It Takes Two Neurons to Ride a Bicycle (2004) [pdf] - DoreenMichele
http://paradise.caltech.edu/%7Ecook/papers/TwoNeurons.pdf
======
floatingatoll
NIPS 2004 Demonstrations:

[https://web.archive.org/web/20041204162656/http://www.nips.c...](https://web.archive.org/web/20041204162656/http://www.nips.cc/Conferences/2004/Demonstrations/Demonstrations.php)

Virtual Bicycle — Matthew Cook, California Institute of Technology:

[http://www.paradise.caltech.edu/cook/papers/index.html](http://www.paradise.caltech.edu/cook/papers/index.html)

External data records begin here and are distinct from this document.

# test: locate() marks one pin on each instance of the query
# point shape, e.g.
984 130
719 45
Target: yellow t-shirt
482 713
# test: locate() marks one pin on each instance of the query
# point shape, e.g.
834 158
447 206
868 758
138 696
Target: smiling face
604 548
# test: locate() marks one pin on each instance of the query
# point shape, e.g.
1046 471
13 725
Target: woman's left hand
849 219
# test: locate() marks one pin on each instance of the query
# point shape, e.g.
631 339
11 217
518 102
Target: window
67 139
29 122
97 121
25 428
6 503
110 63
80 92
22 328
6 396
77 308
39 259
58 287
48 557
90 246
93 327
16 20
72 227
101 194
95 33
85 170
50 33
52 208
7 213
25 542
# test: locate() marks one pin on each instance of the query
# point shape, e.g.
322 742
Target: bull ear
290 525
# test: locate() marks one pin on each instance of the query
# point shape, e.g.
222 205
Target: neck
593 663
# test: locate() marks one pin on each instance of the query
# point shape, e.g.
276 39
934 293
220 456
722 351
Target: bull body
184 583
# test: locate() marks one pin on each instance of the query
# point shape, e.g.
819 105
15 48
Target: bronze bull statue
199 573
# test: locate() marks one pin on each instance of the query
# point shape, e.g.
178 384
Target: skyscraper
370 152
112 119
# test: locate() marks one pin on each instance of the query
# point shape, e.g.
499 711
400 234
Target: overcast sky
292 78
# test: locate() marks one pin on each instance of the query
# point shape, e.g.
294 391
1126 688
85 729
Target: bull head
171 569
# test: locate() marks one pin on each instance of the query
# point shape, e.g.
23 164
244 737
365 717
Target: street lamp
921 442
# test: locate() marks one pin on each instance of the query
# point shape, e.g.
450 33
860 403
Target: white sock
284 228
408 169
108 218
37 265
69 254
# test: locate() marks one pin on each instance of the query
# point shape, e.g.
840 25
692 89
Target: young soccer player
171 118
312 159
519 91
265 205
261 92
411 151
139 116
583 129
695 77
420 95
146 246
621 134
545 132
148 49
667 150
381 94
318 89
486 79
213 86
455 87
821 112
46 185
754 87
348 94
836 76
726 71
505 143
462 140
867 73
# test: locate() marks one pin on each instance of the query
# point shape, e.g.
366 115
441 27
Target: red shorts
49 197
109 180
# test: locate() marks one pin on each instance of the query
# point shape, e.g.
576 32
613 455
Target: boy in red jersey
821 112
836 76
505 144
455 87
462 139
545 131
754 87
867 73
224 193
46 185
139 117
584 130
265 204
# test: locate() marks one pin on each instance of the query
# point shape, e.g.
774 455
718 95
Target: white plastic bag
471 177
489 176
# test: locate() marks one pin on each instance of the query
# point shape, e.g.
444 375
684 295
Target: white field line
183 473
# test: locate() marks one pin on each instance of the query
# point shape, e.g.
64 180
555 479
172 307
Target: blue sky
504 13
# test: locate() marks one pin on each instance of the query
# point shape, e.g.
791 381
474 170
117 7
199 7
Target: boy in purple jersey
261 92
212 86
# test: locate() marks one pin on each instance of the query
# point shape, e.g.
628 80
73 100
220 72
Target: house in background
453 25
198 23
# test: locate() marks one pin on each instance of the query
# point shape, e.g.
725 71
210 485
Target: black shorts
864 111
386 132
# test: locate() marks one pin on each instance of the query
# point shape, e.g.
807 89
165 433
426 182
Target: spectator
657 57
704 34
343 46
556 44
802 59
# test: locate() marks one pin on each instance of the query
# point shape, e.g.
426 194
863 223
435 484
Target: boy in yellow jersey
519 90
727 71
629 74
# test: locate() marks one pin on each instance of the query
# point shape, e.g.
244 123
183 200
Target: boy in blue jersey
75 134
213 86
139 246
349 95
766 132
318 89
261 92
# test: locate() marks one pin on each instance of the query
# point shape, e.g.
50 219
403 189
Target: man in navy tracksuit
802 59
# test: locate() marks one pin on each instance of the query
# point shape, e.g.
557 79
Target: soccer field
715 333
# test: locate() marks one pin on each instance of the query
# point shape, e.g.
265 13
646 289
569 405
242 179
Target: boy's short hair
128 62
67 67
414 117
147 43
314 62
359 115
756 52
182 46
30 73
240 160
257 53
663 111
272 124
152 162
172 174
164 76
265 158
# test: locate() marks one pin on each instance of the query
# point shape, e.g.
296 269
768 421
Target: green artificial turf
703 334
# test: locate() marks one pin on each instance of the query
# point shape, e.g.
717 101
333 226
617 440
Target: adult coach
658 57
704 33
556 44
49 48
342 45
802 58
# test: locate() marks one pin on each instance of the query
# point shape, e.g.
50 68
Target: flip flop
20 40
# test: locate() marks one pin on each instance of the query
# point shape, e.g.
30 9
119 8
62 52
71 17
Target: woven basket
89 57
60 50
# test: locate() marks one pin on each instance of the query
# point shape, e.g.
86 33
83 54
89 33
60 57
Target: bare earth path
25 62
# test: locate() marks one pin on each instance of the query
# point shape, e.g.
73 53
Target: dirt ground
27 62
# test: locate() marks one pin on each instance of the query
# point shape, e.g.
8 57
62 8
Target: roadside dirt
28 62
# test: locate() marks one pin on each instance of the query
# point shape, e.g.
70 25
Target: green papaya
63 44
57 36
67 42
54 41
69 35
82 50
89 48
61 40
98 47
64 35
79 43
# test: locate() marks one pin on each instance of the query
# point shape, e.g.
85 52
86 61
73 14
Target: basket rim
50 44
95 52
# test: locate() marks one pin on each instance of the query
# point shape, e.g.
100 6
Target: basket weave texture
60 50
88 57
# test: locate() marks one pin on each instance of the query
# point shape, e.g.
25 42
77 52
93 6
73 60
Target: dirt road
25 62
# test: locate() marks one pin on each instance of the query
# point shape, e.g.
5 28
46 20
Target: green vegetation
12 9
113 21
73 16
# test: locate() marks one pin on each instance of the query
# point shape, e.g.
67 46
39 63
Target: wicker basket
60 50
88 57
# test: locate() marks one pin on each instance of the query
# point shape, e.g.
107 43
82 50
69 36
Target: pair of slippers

 _In this work I created an environment in which I assumed learning of higher
order concepts would be necessary. I created a general purpose physics-based
hinged rigid body simulator and used it to simulate a bicycle for a learning
agent to learn to ride. But as others have found in other contexts, most
environments do not require higher order concepts, and in this case it turned
out that a simple two neuron circuit was already sufficient for controlling
the bicycle, indeed, better than a human using the keyboard.

The physics simulator was a significant project in itself: I studied rigid
body mechanics (which is more complex than most of us realize) and designed
the simulator explicitly so as to simultaneously exactly preserve both angular
momentum and kinetic energy, as previous simulations of mine (in quantum
mechanics!) had shown me that preserving conserved quantities can be crucial
for getting accurate results. The simulator works nicely, and I later read in
Sam Buss's 2001 paper, Accurate and Efficient Simulation of Rigid Body
Rotations, that my precautions were well warranted.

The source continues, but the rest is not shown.